Scoring is blunt. If items 1 through 3 fail, build the harness first; the senior developer’s guide to harness engineering is where to start, and no loop will save you in the meantime. If 1 through 3 pass and 4 through 6 fail, you are exactly where this series picks up: Parts 4 through 6 cover state, parallel agents, and caps.

FAQ

What is loop engineering?

Loop engineering is designing a recursive goal for a coding agent: a purpose plus a verifiable stop condition, which the system iterates against until the condition holds, without a human prompting each turn. The plain version, credited to Matt Van Horn: cron plus a decision-maker in the body.

Is a loop just a cron job?

No. Cron runs a fixed script on a schedule and stops when the script exits. A loop adds a decision-maker in the body and a verifiable stop condition: it reads current state, picks the next action, and stops only when done is provable.

Should I stop prompting and build loops now?
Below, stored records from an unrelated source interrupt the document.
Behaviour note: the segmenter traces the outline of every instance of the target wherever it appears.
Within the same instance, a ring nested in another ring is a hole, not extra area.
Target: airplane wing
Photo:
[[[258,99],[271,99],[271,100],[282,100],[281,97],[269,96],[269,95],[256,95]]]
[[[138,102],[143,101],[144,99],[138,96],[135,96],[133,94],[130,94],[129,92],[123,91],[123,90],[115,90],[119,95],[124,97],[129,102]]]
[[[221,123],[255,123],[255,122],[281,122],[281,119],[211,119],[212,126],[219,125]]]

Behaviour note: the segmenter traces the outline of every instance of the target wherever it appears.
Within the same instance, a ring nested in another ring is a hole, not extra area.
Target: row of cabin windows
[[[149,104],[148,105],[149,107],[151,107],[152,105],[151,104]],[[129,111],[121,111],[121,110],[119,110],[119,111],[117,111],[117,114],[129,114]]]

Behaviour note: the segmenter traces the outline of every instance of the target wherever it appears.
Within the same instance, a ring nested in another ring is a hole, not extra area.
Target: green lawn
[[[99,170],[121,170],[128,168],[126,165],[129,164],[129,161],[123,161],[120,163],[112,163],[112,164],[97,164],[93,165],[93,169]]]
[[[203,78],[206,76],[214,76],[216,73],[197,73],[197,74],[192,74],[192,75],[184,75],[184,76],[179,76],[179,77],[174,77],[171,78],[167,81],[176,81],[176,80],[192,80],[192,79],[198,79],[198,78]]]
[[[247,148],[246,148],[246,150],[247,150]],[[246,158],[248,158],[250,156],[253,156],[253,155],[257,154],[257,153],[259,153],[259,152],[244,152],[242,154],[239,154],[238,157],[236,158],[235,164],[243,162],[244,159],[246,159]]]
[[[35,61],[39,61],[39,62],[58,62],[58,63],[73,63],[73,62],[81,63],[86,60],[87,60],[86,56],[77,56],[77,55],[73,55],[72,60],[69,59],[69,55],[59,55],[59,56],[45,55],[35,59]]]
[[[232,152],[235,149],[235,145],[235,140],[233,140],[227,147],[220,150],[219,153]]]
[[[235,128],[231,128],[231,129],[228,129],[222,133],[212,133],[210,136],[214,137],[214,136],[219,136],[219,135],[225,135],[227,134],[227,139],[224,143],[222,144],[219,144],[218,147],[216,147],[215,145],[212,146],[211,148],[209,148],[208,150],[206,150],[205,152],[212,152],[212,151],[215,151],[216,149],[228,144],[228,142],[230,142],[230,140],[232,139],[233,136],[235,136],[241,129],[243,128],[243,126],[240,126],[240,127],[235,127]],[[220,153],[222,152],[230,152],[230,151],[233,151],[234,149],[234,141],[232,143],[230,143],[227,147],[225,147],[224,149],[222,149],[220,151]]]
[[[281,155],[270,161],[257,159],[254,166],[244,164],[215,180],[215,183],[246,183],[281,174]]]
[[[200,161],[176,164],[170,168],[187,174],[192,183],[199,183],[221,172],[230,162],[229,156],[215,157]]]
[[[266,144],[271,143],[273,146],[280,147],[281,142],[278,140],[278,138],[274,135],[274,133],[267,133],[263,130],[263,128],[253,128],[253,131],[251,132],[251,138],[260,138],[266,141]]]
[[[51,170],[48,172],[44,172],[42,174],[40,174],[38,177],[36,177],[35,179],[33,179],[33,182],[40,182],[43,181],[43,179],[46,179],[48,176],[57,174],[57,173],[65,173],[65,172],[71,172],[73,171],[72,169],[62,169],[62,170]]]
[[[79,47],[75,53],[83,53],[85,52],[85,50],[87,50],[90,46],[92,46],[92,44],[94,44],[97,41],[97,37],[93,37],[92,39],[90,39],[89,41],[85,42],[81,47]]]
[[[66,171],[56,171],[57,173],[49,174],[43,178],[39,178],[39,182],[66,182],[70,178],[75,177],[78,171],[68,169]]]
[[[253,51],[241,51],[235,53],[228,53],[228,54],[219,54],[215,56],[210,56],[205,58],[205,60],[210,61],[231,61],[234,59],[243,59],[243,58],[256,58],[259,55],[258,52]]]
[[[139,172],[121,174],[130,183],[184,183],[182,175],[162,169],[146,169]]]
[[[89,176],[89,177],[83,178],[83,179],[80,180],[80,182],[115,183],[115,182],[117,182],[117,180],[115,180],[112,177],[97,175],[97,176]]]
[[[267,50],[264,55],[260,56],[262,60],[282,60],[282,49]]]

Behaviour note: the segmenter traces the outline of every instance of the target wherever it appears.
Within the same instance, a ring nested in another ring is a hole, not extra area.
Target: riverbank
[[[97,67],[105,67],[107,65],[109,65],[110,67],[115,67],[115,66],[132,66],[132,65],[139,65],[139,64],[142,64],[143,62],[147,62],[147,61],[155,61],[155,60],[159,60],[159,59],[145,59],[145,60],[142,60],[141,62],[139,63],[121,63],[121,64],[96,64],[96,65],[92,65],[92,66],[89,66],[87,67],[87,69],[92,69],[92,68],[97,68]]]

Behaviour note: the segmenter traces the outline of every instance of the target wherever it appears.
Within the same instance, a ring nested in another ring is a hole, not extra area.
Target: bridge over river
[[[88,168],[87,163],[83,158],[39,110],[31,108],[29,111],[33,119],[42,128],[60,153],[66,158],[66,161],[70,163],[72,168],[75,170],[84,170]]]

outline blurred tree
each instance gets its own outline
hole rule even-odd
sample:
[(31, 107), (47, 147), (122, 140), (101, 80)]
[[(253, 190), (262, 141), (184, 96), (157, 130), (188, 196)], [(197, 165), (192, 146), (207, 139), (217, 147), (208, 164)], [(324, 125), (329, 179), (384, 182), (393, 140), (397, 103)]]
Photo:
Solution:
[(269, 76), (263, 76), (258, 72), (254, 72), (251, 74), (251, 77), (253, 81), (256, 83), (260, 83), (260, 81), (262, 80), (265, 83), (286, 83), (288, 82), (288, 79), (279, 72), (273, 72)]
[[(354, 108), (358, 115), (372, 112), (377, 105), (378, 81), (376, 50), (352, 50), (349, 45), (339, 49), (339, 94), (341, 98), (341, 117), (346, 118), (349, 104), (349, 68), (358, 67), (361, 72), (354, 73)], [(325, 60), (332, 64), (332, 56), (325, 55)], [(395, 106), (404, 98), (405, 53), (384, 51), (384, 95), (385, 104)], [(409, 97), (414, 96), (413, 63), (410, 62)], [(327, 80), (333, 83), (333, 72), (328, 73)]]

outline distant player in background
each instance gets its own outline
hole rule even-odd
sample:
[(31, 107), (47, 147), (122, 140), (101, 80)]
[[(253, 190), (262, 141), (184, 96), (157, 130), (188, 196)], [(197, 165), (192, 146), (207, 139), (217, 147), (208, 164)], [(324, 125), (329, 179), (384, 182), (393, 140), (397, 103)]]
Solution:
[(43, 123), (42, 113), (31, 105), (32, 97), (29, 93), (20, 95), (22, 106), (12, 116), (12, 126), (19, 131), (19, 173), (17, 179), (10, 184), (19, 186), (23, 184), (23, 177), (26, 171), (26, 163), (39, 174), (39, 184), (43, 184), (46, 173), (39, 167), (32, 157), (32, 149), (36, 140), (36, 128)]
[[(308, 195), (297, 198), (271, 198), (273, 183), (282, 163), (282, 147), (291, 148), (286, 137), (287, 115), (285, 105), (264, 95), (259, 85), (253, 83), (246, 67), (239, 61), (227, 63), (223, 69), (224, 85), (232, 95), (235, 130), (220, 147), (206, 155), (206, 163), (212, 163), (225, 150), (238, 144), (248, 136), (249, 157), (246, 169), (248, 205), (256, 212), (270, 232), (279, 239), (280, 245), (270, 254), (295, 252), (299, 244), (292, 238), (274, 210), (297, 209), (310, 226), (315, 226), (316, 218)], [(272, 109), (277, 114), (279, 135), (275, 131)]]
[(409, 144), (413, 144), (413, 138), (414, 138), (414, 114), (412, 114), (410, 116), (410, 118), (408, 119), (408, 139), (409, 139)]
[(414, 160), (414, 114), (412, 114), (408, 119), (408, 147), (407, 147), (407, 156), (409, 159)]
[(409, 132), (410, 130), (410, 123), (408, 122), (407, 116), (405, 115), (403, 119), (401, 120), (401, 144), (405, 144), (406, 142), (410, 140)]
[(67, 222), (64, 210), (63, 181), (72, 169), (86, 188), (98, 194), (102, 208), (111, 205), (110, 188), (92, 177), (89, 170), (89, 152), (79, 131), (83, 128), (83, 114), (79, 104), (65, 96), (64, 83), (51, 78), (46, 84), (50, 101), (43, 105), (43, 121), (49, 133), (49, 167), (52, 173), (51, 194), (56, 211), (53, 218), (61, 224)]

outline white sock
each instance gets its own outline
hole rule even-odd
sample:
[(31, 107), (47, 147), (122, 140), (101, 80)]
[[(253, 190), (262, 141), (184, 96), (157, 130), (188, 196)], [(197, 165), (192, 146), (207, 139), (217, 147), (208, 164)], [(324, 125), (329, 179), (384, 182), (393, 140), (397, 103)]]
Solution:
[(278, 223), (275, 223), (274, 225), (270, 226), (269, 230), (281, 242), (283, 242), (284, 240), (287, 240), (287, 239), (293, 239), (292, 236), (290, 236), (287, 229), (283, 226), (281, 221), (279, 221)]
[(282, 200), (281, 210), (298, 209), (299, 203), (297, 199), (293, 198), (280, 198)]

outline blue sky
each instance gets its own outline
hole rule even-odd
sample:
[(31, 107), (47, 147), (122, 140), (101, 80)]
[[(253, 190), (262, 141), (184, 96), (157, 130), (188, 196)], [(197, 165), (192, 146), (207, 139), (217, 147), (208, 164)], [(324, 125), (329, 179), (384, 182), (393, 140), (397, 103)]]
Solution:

Only if three gates pass: the task repeats, done is machine-checkable, and your harness clears the six checks above. In that case, start with one loop around one verifiable goal. Otherwise build the harness first, because a loop around a weak harness automates its weaknesses.

The Floor, Running

The thesis is earned now: prompting turn-by-turn is the bottleneck because the levels above it exist and work. The harness you built was the floor; a loop is that floor running on a schedule, feeding itself toward a condition you defined. The lineage is four years long, and the skeptics are right about everything except the one organ that matters.

On Monday, run the six checks against your repo. Pick one recurring task with a machine-checkable definition of done. Then stop. Don’t build anything yet, because Part 2 covers the anatomy before the assembly.

Honest limit: we’re at the start of this arc ourselves. The harness experience behind this site is real; the loop experience is being earned in public, and Part 7 of this series will document whatever breaks along the way. If this essay only stops you from wrapping a loop around a harness that was not ready, it did its job.